Wednesday, February 1, 2017

Misbehaved

It has become common for people to react to protests that they disagree with for partisan reasons with the statement: "We didn't behave this way when X happened," or some variation thereof, where X refers to some past event that they have determined is roughly similar to what the current batch of activists are protesting, but went against the critic instead. The idea is that the critic and their faction were more tolerant of political setbacks than their opposition.

This often sparks criticism when it can be shown that there were, in fact, protests of a similar sort when event X happened. And since digital cameras and camera phones have been a thing for nearly the past two decades, there is often an abundance of photographic evidence of that fact. And this triggers that most common of modern political epithets: Liar.
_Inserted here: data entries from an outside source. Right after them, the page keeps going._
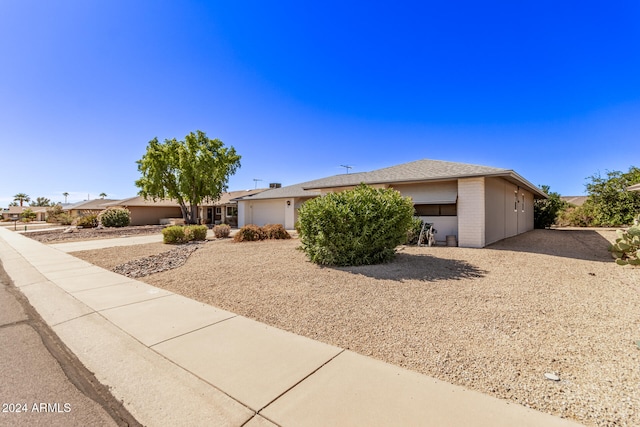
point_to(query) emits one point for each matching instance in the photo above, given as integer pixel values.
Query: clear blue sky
(550, 89)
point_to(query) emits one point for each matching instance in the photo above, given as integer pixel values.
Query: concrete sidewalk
(174, 361)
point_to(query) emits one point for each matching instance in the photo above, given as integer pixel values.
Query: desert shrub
(275, 231)
(28, 215)
(221, 231)
(249, 233)
(88, 221)
(173, 234)
(626, 249)
(115, 217)
(195, 232)
(545, 211)
(413, 234)
(355, 227)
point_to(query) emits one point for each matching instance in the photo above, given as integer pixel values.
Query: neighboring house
(13, 213)
(88, 207)
(225, 209)
(477, 204)
(149, 212)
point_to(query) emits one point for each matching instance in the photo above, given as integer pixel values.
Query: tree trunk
(194, 214)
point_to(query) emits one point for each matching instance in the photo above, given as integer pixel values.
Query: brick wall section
(471, 212)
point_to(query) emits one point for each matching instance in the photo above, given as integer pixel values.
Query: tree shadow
(421, 267)
(587, 244)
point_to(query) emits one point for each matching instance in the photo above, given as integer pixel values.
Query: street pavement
(35, 389)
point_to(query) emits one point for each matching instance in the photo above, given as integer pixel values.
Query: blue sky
(549, 89)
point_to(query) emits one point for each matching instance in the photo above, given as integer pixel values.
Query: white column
(471, 212)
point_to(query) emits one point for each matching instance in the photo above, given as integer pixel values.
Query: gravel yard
(78, 234)
(494, 320)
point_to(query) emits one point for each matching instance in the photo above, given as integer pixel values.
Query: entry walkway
(175, 361)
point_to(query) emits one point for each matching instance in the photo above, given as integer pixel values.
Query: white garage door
(267, 212)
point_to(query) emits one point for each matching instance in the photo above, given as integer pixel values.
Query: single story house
(147, 211)
(477, 204)
(225, 209)
(14, 213)
(87, 207)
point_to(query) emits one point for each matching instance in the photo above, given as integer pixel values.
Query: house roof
(575, 200)
(290, 191)
(230, 197)
(141, 201)
(20, 209)
(424, 170)
(89, 204)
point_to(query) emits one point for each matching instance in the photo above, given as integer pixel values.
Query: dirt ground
(494, 320)
(79, 234)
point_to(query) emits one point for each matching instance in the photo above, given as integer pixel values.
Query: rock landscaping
(69, 234)
(546, 319)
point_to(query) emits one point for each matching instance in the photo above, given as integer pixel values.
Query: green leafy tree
(188, 171)
(355, 227)
(610, 203)
(21, 198)
(28, 215)
(545, 211)
(41, 201)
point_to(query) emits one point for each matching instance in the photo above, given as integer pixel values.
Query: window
(449, 209)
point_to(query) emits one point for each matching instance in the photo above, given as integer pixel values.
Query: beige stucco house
(148, 211)
(225, 209)
(477, 204)
(87, 207)
(14, 213)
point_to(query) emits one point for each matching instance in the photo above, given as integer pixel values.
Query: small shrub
(249, 233)
(414, 232)
(221, 231)
(115, 217)
(195, 232)
(87, 221)
(173, 235)
(28, 215)
(626, 249)
(275, 231)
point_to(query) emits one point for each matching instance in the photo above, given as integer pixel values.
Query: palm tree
(21, 197)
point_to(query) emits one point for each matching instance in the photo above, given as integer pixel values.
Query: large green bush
(195, 232)
(87, 221)
(173, 234)
(221, 231)
(626, 249)
(275, 231)
(354, 227)
(250, 233)
(115, 217)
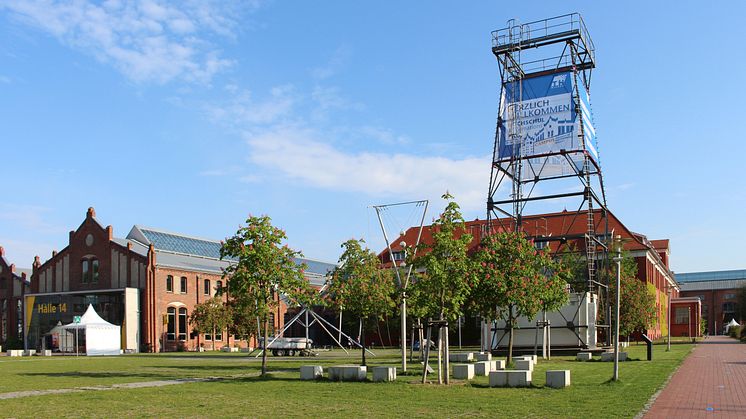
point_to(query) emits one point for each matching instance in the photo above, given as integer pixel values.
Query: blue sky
(191, 115)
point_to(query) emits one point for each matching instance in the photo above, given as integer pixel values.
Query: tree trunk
(426, 356)
(510, 336)
(446, 356)
(440, 355)
(362, 337)
(266, 345)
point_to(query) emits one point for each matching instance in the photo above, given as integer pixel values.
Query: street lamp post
(668, 317)
(618, 260)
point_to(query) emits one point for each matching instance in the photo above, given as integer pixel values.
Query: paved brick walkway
(711, 382)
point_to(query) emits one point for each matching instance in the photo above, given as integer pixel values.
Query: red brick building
(718, 292)
(148, 282)
(565, 231)
(686, 313)
(14, 283)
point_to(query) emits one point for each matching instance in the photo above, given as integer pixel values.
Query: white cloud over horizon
(146, 40)
(299, 153)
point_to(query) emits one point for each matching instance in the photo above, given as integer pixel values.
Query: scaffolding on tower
(545, 152)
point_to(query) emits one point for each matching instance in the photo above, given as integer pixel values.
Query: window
(89, 270)
(682, 315)
(182, 323)
(94, 270)
(19, 318)
(171, 328)
(85, 269)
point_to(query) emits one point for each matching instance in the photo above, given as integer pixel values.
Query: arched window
(182, 323)
(89, 270)
(85, 269)
(19, 318)
(171, 328)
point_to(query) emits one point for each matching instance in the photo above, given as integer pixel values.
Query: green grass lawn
(591, 395)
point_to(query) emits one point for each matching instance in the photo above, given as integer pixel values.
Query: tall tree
(262, 268)
(515, 280)
(442, 284)
(360, 287)
(209, 317)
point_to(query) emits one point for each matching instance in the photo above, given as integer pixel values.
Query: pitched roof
(739, 274)
(191, 253)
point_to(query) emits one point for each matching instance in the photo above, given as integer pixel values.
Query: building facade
(564, 231)
(14, 283)
(148, 282)
(718, 292)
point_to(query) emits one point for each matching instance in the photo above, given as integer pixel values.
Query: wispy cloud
(147, 40)
(302, 154)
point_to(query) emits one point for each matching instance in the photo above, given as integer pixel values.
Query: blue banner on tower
(540, 118)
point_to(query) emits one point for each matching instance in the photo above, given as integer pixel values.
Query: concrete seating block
(510, 378)
(558, 378)
(584, 356)
(524, 365)
(609, 356)
(463, 371)
(483, 368)
(383, 374)
(483, 356)
(348, 373)
(311, 372)
(461, 357)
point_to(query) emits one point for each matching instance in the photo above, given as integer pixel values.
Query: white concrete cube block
(510, 378)
(524, 365)
(384, 374)
(584, 356)
(558, 378)
(483, 356)
(609, 356)
(311, 372)
(463, 371)
(483, 368)
(461, 357)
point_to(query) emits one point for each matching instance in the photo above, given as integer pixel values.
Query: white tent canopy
(732, 323)
(102, 337)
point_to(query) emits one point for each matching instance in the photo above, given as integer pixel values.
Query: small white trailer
(288, 346)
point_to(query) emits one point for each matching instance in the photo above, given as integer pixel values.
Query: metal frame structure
(559, 44)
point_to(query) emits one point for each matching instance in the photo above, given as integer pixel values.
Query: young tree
(210, 316)
(637, 302)
(442, 284)
(514, 280)
(262, 268)
(360, 287)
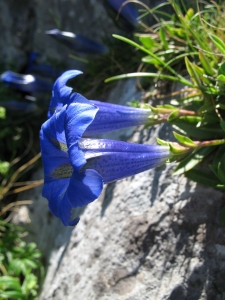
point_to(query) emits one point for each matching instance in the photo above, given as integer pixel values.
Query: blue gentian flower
(25, 83)
(75, 168)
(125, 11)
(77, 42)
(109, 116)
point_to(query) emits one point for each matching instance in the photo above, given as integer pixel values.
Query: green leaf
(189, 14)
(162, 142)
(188, 126)
(220, 152)
(222, 124)
(147, 42)
(222, 217)
(173, 116)
(184, 140)
(4, 167)
(218, 43)
(221, 70)
(163, 38)
(205, 64)
(2, 112)
(192, 160)
(150, 75)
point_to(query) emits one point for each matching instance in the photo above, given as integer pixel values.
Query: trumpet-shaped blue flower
(109, 116)
(75, 168)
(25, 83)
(77, 42)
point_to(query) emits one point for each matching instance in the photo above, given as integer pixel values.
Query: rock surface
(150, 236)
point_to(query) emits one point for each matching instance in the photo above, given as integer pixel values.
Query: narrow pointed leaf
(184, 140)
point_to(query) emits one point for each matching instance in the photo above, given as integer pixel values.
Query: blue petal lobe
(83, 188)
(78, 117)
(61, 92)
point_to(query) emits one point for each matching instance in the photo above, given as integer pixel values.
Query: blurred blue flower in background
(77, 42)
(75, 168)
(25, 83)
(109, 116)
But I suspect that critics of protests are less likely to be denying the reality of past actions as they are the legitimacy of present ones. Because I'm not sure when people make statements like this, that seems to completely ignore relatively recent history, that they are indulging in a convenient or fabricated amnesia. Instead, they are speaking to the justifications of the parties involved. Although it's relatively easy to delve into the minutiae of a given protest and make points such as whether or not traffic was snarled, windows were broken or rocks were thrown, most "we didn't behave this way" statements and other criticisms don't make the attempt to parse things out that finely. And on social media, a lot of the criticism is directly aimed at the protesters themselves, and attributes to them any number of negative character traits. And so the point becomes not what was done, but whether or not it was justified. And in a partisan era, who is doing something and why they are doing it are often conflated.
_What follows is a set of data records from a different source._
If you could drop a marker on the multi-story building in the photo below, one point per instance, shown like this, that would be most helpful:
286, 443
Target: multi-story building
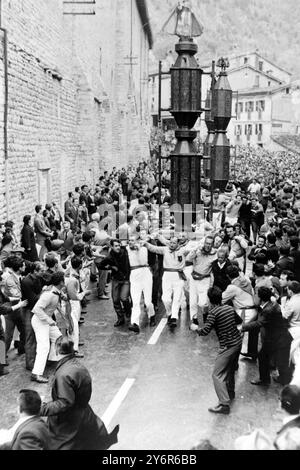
73, 96
265, 101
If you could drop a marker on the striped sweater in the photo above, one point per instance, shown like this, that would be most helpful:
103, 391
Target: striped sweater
222, 318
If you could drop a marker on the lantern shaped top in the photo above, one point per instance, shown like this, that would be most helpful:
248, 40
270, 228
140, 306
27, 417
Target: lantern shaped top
183, 22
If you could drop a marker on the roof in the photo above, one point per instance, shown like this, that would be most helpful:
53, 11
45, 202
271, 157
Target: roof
248, 66
289, 141
262, 57
144, 14
266, 90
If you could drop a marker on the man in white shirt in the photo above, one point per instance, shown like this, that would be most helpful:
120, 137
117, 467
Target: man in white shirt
254, 187
202, 277
30, 431
45, 329
291, 308
140, 282
173, 278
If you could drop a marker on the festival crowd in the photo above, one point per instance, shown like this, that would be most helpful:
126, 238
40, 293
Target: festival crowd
236, 270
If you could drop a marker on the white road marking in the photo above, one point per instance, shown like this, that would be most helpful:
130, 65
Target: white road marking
158, 331
117, 401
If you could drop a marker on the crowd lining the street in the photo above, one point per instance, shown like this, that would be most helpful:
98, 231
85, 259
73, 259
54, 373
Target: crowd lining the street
237, 272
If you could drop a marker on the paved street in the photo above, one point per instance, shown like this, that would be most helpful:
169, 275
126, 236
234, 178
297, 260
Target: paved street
171, 388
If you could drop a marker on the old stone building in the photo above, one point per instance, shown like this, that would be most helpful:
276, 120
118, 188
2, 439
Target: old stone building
73, 96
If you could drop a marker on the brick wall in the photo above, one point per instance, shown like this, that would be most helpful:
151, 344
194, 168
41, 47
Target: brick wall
74, 107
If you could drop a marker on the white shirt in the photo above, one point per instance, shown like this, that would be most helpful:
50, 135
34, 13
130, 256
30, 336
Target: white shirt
7, 435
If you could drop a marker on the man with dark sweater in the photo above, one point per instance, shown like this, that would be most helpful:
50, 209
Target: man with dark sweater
275, 339
219, 267
117, 260
31, 286
223, 319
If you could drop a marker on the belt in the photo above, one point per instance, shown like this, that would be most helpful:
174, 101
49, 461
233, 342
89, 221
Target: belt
139, 267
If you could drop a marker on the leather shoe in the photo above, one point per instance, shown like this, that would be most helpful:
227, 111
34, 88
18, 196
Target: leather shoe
248, 357
220, 409
38, 378
134, 328
259, 382
277, 380
113, 437
78, 355
3, 371
173, 323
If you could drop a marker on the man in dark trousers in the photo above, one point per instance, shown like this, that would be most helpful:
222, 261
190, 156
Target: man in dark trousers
285, 262
72, 423
275, 339
31, 431
117, 260
223, 319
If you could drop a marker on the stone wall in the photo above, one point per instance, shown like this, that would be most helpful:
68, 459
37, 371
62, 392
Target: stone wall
74, 108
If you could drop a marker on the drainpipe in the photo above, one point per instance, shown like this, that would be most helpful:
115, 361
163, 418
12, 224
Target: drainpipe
5, 64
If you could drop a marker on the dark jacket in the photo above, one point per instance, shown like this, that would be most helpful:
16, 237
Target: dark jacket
28, 243
220, 278
284, 263
72, 423
33, 434
31, 286
245, 212
255, 251
272, 253
119, 264
273, 328
296, 257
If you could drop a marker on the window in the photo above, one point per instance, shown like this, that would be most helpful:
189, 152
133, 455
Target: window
249, 106
100, 60
258, 129
248, 129
238, 130
260, 105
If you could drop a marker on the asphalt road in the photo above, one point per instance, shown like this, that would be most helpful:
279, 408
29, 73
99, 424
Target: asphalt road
158, 393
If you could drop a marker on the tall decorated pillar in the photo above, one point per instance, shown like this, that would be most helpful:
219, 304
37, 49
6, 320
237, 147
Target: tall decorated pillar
221, 109
186, 77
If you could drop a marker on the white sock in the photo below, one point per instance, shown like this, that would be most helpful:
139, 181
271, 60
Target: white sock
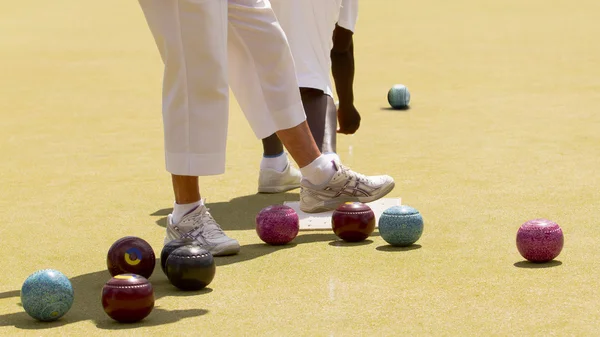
179, 211
278, 162
319, 171
332, 156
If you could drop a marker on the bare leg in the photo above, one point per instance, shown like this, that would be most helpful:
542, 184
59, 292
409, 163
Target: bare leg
186, 189
342, 69
272, 146
321, 121
300, 144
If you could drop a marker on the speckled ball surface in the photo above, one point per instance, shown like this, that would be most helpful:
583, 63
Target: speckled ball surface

What we often tend to think of as ironclad, universal rules are, in practice, riddled with loopholes. After all, "You will not kill," tends to have exceptions for self-defense, defending others, wartime, executions, fleeing felons and anyone sufficiently frightening. And in a society torn by factionalism, we are much more likely to accept a mitigating circumstance when it is offered by someone of our own faction, and see it as deceit in service of excusing murder when offered by someone of an opposing faction. This self-righteousness tends to grow in proportion to the enmity between the factions, as that same enmity tends to push us towards seeing opposing factions as perverse, rather than principled. And this leaves aside the tendency to deliberately shelter our own guilty and prosecute opposing innocent when we seek to make people's understandings match the reality we believe we inhabit.

And in the end, the problem with self-righteousness is that it doesn't tolerate self-reflection very well. We don't like to see ourselves as wrong (let alone perverse), and so we don't step back from our positions far enough to be able to evaluate both them, and our opponents', at once. If something happens that allows us to see others as less wrong without seeing ourselves as more wrong, that might prompt us to accept what others are doing. But if we have to admit to having behaved badly ourselves, we're less likely to want to see others as better than we already do. And so we set ourselves apart from them by claiming that they have done we we would never contemplate.